On the coast, near the castle where Caravaggio was detained, we ate a seaside lunch of risotto con frutti di mare (the sea-fruits included mussels, clams, shrimp, and squid).  Not pictured are bruschetta, caprese salad, and a desert of granita con panna (a frozen espresso slush with fresh whipped cream).


Finally, I asked around for the best pizza in Naples. There are a lot of opinions -- pizza is thought to have originated here, and the locals take it very seriously -- but most people mentioned D'Antiqua Pizzeria Da Michele. There was quite a wait when I arrived, and even though Julia Roberts' character ate there in that recent movie of hers (you know the one), the place was filled solely with Italians. I guess they like Julia Roberts more than we do. There are two choices on the menu -- pizza margherita or pizza marinara. No sides, no toppings. The only drinks offered are Nastro Azzuro beer (Italian PBR), Coke,  or water, all served with plastic dixie cups.  The pizzas cost only 4 euros.


By the way, a movie still from Eat Pray Love was plastered on every wall of the restaurant, and Julia is drinking red wine from a bucket-glass, which they had to have brought in as a prop. Now that's just shameful. What's wrong with cheap beer in plastic shot-glasses?

Tuesday, April 12, 2011

Death Scene

I had a terrific trip to the coast yesterday to investigate the scene of Caravaggio's final days. The rediscovered documents at the State Archives have revealed new information about his death.  Many biographers originally reported that he died on the beach, looking out to sea, with dolphins leaping and the sun setting and mermaids weeping. A nice romantic idea.  But the real story is even better.

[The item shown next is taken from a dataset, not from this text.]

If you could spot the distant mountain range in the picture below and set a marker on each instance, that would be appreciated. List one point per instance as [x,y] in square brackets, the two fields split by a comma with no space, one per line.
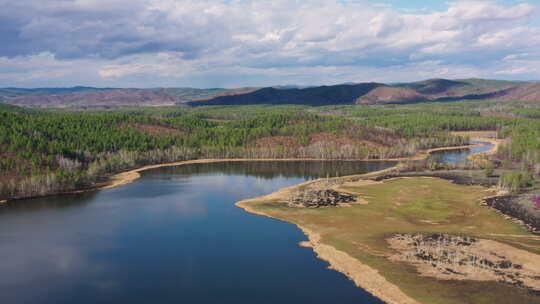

Caravaggio was back in Naples towards the end of his life when he received word that the Vatican was finally going to grant him a pardon for the murder of Ranuccio Tomassoni.  Cardinal Scipione Borghese had helped orchestrate the deal, as long as Caravaggio delivered some new paintings to him.  The centerpiece of Caravaggio's apology was his "David with the Head of Goliath," with the face of Goliath as a self-portrait.


With this painting and several others, Caravaggio enthusiastically set sail for Rome. Along the way, his boat stopped at the tiny port of Palo, between the mouth of the Tiber and Civitavecchia. There was either a case of mistaken identity or some foul play, but either way, Caravaggio was arrested at Palo and imprisoned in the fortress there. The seas were getting rough, and the boat could finally wait no longer, so it sailed on without him, taking his paintings and other possessions with it.

Caravaggio offered up a good deal of money for his release, probably all he had, but once he was free, the boat was already on its way to Port'Ercole, 100 kilometers north. He had probably contracted malaria at this point, and he was certainly dealing with mental illness, so -- delirious, exhausted, and desperate -- he set off on foot to chase the ship. Here and there, he may have been helped along by strangers -- a meal, a boat ride to the next village. He made it a good distance, but 100 kilometers is a long way for a sick man to walk, and this was in the heat of mid-July. He collapsed before reaching Port'Ercole.  They brought him to the hospital there, where he died.

Yesterday I drove to the coast with two Roman friends who helped me communicate with the troll-like lady guarding the main gate. She wouldn't let us pass.


So we drove on to the next town, ditched the car, and hiked about a half hour down the coast, walking the same stretch where Caravaggio would have started his trek.


Finally we reached the castle of Palo. Some locals told us an old princess lives there with two or three dusty servants.  A princess of what exactly, no one knows.